Agronomic TW suitability has been proven in many studies, designed and conducted under controlled conditions [
18,
19,
20]. However, experiments need to be directly carried out in the field to check whether this effectiveness can be applied to real situations. Researchers know that agronomic follow-up in these situations is a particularly complex practice because many factors must be considered when assessing outcomes. All in all, it is necessary to perform such experiments to be able to actually apply former knowledge.
Our study aims to determine differences among soils of the same vegetation type (vineyard, olive grove), but that have been irrigated with water of distinct qualities (freshwater, reclaimed water). We hypothesized that continuing irrigation on the studied agricultural land with treated wastewater would not harm soil or woody crops. The principle objective of this study was to assess soil response after being irrigated with treated wastewater for years. The aims of the present study were to: (i) initially compare the compositions of soils irrigated for years with reclaimed wastewater to others that have always been irrigated with freshwater in the same zone; (ii) monitor both soil and the applied irrigation water in two typical woody crops of the Mediterranean Region for 3 years running.
5. Conclusions
Utilization of wastewater for irrigation may be included in a fertilization strategy based on the sustainability aspect. Moreover, this type of water could be an alternative water resource.
The wastewater samples herein studied do not pose problems for being used in agricultural irrigation in relation to heavy metal contents (Al, As, Cd, Cu, Cr, Fe, Mn, Hg, Ni, Pb, Se, Zn), ecotoxicity, organic compounds like PAHs or PCBs or microbiological composition (helminth eggs: Taenia Saginata; Taenia Solium; Legionella sp and Salmonella sp).

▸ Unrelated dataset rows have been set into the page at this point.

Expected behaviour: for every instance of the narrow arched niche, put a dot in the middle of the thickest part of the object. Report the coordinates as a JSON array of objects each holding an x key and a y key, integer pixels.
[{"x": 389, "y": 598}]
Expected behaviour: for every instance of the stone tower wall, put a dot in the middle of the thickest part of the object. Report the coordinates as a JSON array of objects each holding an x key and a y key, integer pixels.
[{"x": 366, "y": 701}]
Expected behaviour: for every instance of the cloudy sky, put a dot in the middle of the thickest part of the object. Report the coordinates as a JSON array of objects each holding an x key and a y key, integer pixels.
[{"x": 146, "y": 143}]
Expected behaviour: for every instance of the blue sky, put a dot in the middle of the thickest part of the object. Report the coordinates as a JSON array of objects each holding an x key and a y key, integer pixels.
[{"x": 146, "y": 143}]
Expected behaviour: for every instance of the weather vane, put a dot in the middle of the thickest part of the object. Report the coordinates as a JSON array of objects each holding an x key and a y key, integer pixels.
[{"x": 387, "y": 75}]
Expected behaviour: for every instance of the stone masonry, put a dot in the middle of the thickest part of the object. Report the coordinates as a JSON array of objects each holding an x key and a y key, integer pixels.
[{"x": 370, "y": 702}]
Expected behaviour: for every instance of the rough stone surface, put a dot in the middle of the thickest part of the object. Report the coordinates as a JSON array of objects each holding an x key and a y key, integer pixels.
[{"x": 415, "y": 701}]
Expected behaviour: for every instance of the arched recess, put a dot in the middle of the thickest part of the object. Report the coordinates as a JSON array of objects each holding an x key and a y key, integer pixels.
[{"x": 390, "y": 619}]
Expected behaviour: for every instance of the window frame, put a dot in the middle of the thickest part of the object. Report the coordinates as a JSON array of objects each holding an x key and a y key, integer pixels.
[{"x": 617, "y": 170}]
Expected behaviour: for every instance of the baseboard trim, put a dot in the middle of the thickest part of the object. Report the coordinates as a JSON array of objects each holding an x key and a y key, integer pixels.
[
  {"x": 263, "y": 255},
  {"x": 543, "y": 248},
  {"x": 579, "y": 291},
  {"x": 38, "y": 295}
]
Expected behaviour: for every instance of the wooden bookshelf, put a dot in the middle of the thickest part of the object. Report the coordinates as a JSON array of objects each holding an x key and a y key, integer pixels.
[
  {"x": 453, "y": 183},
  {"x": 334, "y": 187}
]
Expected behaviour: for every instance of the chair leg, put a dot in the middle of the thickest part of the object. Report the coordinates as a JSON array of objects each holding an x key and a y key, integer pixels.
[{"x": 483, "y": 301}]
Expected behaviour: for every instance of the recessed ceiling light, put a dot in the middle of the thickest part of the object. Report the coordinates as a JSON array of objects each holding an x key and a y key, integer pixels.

Soils irrigated with TW versus those irrigated with conventional well water had higher values for electrical conductivity, N, K, Na, Mg, Mn and CEC. This represents an advantage for increasing the nutritional value of agricultural soil (bigger quantity of N, K, Mg and Mn) and better CEC compared to control soils. Nevertheless, the increase in Na in soil and high EC values could prove to be a long-term difficulty. Hence, the main parameter to be considered, for its potential harmful effect on soil, is a potential increase in salinity, although neither soil pH nor texture changed. All in all, the results obtained by the continuous monitoring of soil and water on agricultural plots with two different woody crops (olive grove and vineyard) are revealing as regards the agronomic aptitude of TW.
The future of water resource management policies involves sustainable wastewater reuse within a circular economy frame, because this is the only way to guarantee everyone solidarity access to water.